Immunohistochemical analysis of paraffin-embedded Human colon tissue labeling Met (c-Met) - C-terminal with ab314588 at 1/100 (5.0 ug/ml). Positive staining on human colon. The section was incubated with ab314588 at 4°C overnight (shown in green). Nuclear DNA was labelled with DAPI (shown in blue). The section was then mounted using Fluoromount^®. Image was taken with a confocal microscope (Leica-Microsystems, TCS SP8). Heat mediated antigen retrieval was performed using ab93684 (Tris/EDTA buffer, pH 9.0).

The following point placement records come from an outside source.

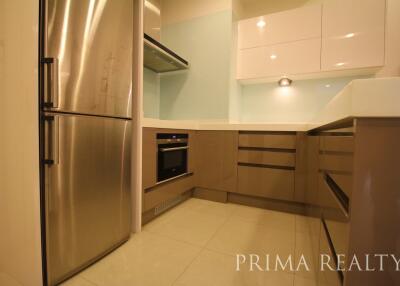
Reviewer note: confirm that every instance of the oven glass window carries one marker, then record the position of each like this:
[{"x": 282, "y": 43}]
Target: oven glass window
[{"x": 173, "y": 159}]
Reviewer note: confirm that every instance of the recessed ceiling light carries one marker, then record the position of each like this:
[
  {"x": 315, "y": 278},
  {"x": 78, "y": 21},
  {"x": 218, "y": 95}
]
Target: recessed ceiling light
[
  {"x": 261, "y": 24},
  {"x": 285, "y": 81}
]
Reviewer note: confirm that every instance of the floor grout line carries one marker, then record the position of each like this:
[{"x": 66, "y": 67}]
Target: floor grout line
[{"x": 203, "y": 248}]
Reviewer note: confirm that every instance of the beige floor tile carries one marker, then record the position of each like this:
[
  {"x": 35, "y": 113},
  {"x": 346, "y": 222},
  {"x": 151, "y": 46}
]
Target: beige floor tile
[
  {"x": 145, "y": 260},
  {"x": 238, "y": 236},
  {"x": 301, "y": 281},
  {"x": 272, "y": 219},
  {"x": 210, "y": 207},
  {"x": 77, "y": 281},
  {"x": 189, "y": 226},
  {"x": 216, "y": 269}
]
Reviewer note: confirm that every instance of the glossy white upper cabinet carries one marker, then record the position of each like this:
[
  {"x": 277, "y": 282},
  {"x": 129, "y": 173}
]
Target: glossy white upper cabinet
[
  {"x": 353, "y": 34},
  {"x": 278, "y": 60},
  {"x": 292, "y": 25}
]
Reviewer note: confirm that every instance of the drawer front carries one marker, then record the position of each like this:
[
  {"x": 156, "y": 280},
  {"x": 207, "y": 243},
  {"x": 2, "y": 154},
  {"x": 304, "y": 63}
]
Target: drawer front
[
  {"x": 267, "y": 158},
  {"x": 336, "y": 219},
  {"x": 337, "y": 143},
  {"x": 266, "y": 182},
  {"x": 340, "y": 163},
  {"x": 267, "y": 140},
  {"x": 159, "y": 194}
]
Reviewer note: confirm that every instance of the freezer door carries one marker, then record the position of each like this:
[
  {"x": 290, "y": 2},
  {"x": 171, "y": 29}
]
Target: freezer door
[
  {"x": 88, "y": 57},
  {"x": 87, "y": 190}
]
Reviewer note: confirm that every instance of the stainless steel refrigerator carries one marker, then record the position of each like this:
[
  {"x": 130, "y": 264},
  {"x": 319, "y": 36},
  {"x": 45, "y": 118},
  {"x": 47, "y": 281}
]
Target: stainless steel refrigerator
[{"x": 85, "y": 95}]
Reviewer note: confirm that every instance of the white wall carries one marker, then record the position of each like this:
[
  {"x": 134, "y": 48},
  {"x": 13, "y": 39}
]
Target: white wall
[
  {"x": 298, "y": 103},
  {"x": 392, "y": 45},
  {"x": 20, "y": 251}
]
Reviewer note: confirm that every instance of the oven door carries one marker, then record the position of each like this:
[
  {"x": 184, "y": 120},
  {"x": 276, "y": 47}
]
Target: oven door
[{"x": 172, "y": 161}]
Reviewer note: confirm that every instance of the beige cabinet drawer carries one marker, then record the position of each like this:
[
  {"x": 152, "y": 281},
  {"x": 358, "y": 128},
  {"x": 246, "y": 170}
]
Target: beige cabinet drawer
[
  {"x": 336, "y": 162},
  {"x": 266, "y": 182},
  {"x": 159, "y": 194},
  {"x": 337, "y": 143},
  {"x": 267, "y": 158},
  {"x": 267, "y": 140}
]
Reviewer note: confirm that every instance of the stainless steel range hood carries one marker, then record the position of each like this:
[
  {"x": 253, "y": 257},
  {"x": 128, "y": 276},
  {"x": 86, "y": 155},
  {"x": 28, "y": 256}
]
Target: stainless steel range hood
[{"x": 160, "y": 59}]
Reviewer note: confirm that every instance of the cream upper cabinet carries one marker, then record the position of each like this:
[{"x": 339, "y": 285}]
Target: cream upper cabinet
[
  {"x": 353, "y": 34},
  {"x": 297, "y": 24},
  {"x": 278, "y": 60}
]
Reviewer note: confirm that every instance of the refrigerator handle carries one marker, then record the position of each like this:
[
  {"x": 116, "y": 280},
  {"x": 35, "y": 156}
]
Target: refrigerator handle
[
  {"x": 51, "y": 140},
  {"x": 51, "y": 83}
]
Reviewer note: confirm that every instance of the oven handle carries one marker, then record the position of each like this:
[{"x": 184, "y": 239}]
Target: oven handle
[{"x": 173, "y": 149}]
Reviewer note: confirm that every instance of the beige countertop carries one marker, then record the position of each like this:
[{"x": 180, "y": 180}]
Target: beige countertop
[{"x": 377, "y": 97}]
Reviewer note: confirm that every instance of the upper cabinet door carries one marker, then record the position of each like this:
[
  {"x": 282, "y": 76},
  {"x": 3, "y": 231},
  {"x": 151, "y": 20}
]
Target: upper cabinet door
[
  {"x": 300, "y": 57},
  {"x": 353, "y": 34},
  {"x": 297, "y": 24}
]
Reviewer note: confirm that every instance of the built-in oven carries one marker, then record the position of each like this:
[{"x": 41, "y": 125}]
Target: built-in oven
[{"x": 172, "y": 158}]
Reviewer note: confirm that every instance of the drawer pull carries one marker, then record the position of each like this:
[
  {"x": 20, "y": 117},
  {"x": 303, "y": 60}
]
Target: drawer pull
[{"x": 266, "y": 166}]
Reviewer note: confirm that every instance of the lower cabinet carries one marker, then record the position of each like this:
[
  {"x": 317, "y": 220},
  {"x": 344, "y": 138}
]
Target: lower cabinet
[
  {"x": 266, "y": 182},
  {"x": 216, "y": 160}
]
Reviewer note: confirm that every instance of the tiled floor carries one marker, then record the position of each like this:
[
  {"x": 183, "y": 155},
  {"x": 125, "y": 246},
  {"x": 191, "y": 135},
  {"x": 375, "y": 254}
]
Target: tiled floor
[{"x": 196, "y": 244}]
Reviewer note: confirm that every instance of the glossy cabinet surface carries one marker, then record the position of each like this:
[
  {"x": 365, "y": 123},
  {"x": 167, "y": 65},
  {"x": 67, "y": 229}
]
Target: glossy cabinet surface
[
  {"x": 266, "y": 157},
  {"x": 292, "y": 25},
  {"x": 266, "y": 182},
  {"x": 267, "y": 140},
  {"x": 337, "y": 222},
  {"x": 353, "y": 33},
  {"x": 216, "y": 160},
  {"x": 298, "y": 57}
]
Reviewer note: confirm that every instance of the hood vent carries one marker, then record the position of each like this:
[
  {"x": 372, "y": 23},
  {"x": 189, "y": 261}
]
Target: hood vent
[{"x": 160, "y": 59}]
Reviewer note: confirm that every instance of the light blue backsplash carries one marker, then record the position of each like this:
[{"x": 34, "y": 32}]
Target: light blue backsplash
[
  {"x": 209, "y": 90},
  {"x": 298, "y": 103},
  {"x": 202, "y": 92},
  {"x": 151, "y": 94}
]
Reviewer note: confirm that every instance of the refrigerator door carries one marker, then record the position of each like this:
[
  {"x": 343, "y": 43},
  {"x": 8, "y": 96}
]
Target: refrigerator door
[
  {"x": 87, "y": 190},
  {"x": 88, "y": 57}
]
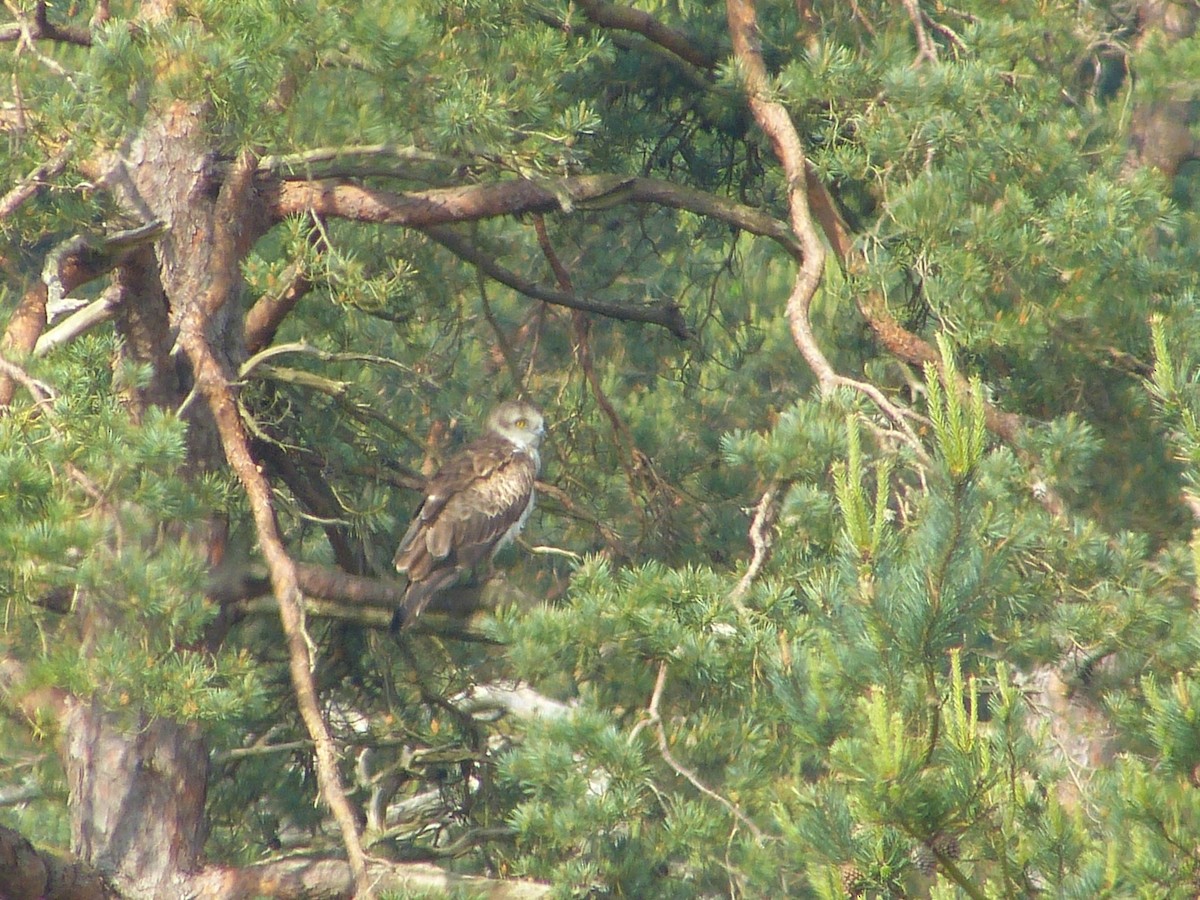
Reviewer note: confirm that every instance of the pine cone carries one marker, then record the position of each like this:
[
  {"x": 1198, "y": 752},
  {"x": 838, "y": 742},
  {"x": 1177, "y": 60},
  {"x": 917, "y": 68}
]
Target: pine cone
[
  {"x": 924, "y": 859},
  {"x": 947, "y": 845},
  {"x": 853, "y": 882}
]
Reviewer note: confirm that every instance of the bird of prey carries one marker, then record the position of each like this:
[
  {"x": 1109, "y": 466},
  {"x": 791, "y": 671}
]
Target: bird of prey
[{"x": 475, "y": 504}]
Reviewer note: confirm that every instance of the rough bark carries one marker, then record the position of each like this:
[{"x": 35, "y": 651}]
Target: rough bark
[
  {"x": 30, "y": 874},
  {"x": 1161, "y": 135},
  {"x": 137, "y": 798}
]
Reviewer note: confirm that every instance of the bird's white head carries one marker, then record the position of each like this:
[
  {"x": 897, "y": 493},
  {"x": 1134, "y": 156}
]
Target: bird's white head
[{"x": 520, "y": 423}]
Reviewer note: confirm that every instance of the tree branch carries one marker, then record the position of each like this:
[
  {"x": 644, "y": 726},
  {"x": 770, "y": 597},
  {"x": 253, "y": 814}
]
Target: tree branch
[
  {"x": 30, "y": 874},
  {"x": 40, "y": 28},
  {"x": 215, "y": 385},
  {"x": 333, "y": 880},
  {"x": 627, "y": 18},
  {"x": 472, "y": 203},
  {"x": 35, "y": 183},
  {"x": 666, "y": 316}
]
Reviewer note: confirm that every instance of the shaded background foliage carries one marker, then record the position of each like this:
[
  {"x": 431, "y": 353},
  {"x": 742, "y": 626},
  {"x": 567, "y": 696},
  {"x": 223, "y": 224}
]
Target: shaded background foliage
[{"x": 939, "y": 685}]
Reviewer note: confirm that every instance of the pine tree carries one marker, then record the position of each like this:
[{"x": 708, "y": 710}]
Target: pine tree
[{"x": 864, "y": 559}]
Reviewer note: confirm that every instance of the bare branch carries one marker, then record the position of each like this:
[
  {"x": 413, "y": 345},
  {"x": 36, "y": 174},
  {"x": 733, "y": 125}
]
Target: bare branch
[
  {"x": 40, "y": 28},
  {"x": 669, "y": 316},
  {"x": 925, "y": 49},
  {"x": 642, "y": 23},
  {"x": 30, "y": 874},
  {"x": 654, "y": 718},
  {"x": 761, "y": 538},
  {"x": 472, "y": 203},
  {"x": 306, "y": 876},
  {"x": 215, "y": 385}
]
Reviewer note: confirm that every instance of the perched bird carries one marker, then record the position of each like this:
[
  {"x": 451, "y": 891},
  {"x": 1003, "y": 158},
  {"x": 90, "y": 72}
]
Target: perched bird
[{"x": 475, "y": 504}]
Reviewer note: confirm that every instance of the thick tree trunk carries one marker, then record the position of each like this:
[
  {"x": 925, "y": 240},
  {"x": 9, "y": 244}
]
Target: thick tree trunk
[
  {"x": 138, "y": 790},
  {"x": 137, "y": 798}
]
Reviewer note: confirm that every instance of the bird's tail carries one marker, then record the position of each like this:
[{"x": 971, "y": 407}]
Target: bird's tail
[{"x": 418, "y": 597}]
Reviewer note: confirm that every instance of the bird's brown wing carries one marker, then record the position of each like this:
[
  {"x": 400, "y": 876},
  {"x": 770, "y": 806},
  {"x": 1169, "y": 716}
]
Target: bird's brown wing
[{"x": 471, "y": 505}]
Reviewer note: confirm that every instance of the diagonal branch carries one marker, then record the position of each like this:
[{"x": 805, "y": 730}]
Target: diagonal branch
[
  {"x": 215, "y": 384},
  {"x": 777, "y": 125},
  {"x": 667, "y": 316},
  {"x": 627, "y": 18}
]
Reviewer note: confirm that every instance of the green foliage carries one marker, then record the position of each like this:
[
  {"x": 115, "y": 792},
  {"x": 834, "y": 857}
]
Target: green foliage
[
  {"x": 871, "y": 714},
  {"x": 95, "y": 516}
]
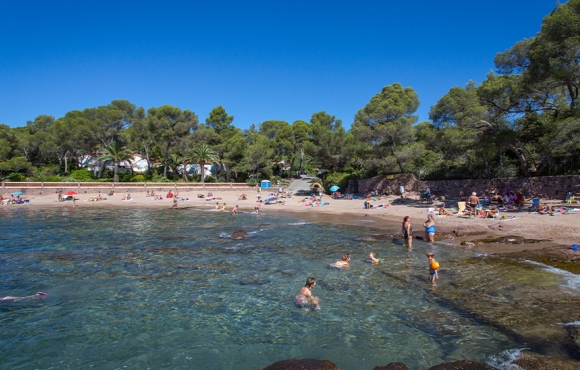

Immunohistochemical analysis of paraffin-embedded Human diffuse large B-cell lymphoma labelling CD10 with ab255609 at 1/1000 dilution, followed by a Goat Anti-Rabbit IgG H&L (HRP polymer) ready to use (ab214880). Positive staining on human diffuse large B-cell lymphoma is observed. Counter stained with hematoxylin. Secondary antibody only control : Used PBS instead of primary antibody, secondary antibody is a Goat Anti-Rabbit IgG H&L (HRP polymer) ready to use. Heat mediated antigen retrieval using ab93684 (Tris/EDTA buffer, pH 9.0).

Immunohistochemical analysis of paraffin-embedded human cerebrum tissue labeling LC3B with ab307768 at 1/100 dilution (5.0 µg/ml). Cytoplasmic staining on human cerebrum. The section was incubated with ab307768 at 4°C overnight (shown in red). Nuclear DNA was labelled with DAPI (shown in blue). The section was then mounted using Fluoromount^®. Image was taken with a confocal microscope (Leica-Microsystems, TCS SP8). Heat mediated antigen retrieval was performed using ab93684 (Tris/EDTA buffer, pH 9.0).